De hecho, como estábamos a punto de descubrir, la contaminación no había sido causada por las naranjas ni por las especias…, y no fue accidental.

Cuando Annie volvió un poco más tarde a Stanley Street, hacia el mediodía, Jessie todavía limpiaba y ordenaba. Debido al caos que había desencadenado el brote de la enfermedad, al día siguiente la casa todavía estaba por recoger. Jessie había terminado de lavar los platos e intentaba, una vez más, quitar las manchas de la alfombra del salón. Annie rescató del cubo de la basura las naranjas empapadas en vino y las especias, y les dio la vuelta con una cuchara para examinarlas bien, pero no sabía realmente qué buscaba y, al no detectar signos visibles de podredumbre o moho, llegó a la conclusión de que lo que nos había sentado mal no podía percibirse a simple vista. De ahí que (como más tarde me diría) fuera al piso de arriba. Las niñas se habían ido con Ned a la casa de enfrente, y ella había decidido aprovechar su ausencia para ordenar sus habitaciones, tarea que siempre se realizaba mejor cuando ellas no estaban alrededor para interrumpirla.

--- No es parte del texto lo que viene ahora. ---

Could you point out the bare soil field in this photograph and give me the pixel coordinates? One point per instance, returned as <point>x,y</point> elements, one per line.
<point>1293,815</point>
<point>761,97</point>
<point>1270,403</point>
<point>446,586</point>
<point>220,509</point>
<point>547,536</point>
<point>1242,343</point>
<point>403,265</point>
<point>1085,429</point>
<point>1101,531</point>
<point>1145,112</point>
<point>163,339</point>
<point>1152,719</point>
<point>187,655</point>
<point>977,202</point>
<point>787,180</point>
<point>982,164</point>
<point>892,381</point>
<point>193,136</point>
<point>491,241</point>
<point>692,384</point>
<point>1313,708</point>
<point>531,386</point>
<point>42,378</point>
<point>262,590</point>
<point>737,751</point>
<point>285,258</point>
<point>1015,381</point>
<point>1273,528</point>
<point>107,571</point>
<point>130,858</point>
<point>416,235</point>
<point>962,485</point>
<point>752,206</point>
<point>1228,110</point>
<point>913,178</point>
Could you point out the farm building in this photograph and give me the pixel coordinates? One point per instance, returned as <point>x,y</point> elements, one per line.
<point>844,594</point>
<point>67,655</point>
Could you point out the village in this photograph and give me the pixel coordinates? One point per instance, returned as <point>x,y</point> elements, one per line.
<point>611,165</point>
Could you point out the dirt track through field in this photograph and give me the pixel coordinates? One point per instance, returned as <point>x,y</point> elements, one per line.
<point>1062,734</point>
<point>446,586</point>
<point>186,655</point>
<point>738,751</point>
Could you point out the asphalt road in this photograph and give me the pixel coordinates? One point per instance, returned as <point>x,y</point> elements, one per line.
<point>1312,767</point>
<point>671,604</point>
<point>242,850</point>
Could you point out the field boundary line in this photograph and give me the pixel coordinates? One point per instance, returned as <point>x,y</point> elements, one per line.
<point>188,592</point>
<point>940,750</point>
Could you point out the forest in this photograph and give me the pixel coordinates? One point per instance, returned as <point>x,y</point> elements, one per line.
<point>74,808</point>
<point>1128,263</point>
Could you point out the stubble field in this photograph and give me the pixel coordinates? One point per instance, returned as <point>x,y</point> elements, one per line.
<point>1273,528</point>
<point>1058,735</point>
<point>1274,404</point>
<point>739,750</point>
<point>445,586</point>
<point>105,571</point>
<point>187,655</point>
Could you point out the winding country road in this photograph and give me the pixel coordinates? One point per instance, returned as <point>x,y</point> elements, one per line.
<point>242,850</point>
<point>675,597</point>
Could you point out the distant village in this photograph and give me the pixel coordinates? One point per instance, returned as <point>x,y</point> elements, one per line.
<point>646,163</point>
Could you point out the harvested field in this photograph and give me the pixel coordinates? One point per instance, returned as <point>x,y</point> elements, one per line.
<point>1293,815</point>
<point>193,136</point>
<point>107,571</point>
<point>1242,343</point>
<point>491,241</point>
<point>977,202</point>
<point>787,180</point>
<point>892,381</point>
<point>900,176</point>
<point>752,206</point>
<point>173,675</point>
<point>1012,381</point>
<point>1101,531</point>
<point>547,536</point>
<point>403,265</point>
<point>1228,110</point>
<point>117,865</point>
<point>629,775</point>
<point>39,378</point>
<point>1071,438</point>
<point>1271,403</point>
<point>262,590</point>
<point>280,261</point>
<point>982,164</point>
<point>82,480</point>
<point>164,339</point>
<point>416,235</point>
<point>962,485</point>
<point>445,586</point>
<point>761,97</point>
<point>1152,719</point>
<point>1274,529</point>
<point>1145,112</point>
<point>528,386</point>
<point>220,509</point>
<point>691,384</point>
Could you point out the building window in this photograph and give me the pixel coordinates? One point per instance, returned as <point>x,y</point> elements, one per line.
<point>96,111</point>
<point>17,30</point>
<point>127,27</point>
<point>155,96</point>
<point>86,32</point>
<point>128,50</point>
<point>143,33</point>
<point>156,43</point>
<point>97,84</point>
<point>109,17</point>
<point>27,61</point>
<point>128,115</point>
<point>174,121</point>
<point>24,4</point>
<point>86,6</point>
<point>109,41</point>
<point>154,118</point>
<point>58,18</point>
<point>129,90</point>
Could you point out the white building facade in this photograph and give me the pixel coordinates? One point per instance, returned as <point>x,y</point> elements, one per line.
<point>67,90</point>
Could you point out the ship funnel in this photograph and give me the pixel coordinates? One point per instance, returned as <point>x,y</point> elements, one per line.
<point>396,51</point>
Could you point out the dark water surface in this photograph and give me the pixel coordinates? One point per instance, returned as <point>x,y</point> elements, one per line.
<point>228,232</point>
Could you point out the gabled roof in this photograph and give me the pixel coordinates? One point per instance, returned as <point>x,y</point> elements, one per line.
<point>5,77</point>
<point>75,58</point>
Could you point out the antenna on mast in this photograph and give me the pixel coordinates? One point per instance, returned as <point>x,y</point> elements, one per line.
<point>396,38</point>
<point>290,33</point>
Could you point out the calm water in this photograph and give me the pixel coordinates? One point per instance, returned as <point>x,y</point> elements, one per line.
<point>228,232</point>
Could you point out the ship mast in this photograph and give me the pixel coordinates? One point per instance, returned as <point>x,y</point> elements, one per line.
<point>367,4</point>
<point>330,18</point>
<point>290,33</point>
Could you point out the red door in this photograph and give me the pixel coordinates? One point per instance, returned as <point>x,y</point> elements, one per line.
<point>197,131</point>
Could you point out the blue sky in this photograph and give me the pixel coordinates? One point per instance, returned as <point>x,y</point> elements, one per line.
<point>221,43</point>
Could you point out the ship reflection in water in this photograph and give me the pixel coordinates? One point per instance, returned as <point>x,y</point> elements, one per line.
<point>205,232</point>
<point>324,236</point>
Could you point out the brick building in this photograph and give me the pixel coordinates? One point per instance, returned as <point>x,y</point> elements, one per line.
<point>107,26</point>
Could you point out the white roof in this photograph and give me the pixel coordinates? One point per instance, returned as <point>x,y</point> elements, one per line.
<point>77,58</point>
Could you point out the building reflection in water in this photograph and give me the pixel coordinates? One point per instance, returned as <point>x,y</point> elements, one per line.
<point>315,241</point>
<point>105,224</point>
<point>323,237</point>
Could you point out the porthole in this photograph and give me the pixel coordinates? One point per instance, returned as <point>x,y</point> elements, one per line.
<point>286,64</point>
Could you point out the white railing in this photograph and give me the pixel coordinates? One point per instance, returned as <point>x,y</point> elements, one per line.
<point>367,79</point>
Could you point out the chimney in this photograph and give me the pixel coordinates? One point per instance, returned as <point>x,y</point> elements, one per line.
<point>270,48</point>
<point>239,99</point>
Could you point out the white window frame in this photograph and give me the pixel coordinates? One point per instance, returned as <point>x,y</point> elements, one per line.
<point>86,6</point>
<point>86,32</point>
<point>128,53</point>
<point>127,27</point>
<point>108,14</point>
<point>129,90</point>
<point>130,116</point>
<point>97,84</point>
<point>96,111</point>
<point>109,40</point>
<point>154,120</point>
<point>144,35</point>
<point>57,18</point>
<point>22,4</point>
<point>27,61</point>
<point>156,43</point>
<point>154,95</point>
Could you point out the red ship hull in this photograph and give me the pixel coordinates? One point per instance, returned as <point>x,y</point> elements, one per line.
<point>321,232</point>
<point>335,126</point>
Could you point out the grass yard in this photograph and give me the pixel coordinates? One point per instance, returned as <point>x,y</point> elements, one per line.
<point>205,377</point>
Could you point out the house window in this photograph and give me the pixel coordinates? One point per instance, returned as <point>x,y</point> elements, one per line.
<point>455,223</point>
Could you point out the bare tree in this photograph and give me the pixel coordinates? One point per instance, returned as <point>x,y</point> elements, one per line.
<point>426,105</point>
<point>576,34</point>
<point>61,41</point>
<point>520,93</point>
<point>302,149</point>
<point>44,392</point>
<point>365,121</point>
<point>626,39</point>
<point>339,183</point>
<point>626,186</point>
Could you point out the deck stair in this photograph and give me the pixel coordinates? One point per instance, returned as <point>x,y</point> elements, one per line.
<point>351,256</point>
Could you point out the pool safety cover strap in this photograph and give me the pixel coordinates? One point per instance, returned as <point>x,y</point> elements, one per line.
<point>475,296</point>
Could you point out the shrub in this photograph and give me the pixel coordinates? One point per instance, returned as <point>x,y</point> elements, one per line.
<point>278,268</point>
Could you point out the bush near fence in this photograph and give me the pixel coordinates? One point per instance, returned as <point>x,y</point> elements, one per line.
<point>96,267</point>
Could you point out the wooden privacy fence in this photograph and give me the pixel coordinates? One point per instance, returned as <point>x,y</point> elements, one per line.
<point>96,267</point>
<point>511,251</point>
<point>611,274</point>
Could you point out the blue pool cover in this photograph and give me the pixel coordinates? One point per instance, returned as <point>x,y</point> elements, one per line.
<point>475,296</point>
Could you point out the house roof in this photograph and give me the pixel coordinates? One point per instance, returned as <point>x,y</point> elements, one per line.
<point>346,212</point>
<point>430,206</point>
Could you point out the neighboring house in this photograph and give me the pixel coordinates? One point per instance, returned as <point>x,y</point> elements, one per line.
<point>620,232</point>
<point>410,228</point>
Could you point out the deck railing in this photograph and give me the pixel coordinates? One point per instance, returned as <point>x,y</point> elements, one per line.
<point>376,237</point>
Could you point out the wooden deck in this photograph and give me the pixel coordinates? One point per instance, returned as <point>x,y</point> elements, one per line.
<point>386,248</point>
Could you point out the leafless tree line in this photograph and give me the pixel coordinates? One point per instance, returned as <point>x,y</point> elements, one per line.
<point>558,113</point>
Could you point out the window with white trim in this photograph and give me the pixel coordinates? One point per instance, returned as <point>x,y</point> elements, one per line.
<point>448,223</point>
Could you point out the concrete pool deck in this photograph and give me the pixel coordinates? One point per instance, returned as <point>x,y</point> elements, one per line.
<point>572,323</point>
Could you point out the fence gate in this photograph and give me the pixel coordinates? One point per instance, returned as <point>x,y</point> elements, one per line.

Empezó por la habitación de Rose, luego cruzó el pasillo hasta la de Sibyl y fue allí donde hizo el desafortunado descubrimiento. Entre la ropa esparcida por el suelo encontró el delantal de la niña, que solía estar colgado en la cocina. Sibyl había llevado esa prenda el día anterior. Cuando Annie lo recogió, notó que había algo abultado en el bolsillo delantero. Lo primero que pensó fue que Sibyl había robado una vez más las cerillas de la cocina, algo que siempre le causaba una mezcla de irritación y tristeza. Suspirando, introdujo la mano en el bolsillo, pero, en lugar de la esperada caja de Bryant & May, sacó un cartón arrugado. Cuando lo alisó, reconoció el pequeño paquete de un producto que en aquellos tiempos a menudo se vendía para matar ratas y ratones. El paquete estaba vacío y solo quedaban unos pocos polvos del veneno negro azulado en los pliegues. En el cartón y la etiqueta había unas misteriosas manchas oscuras.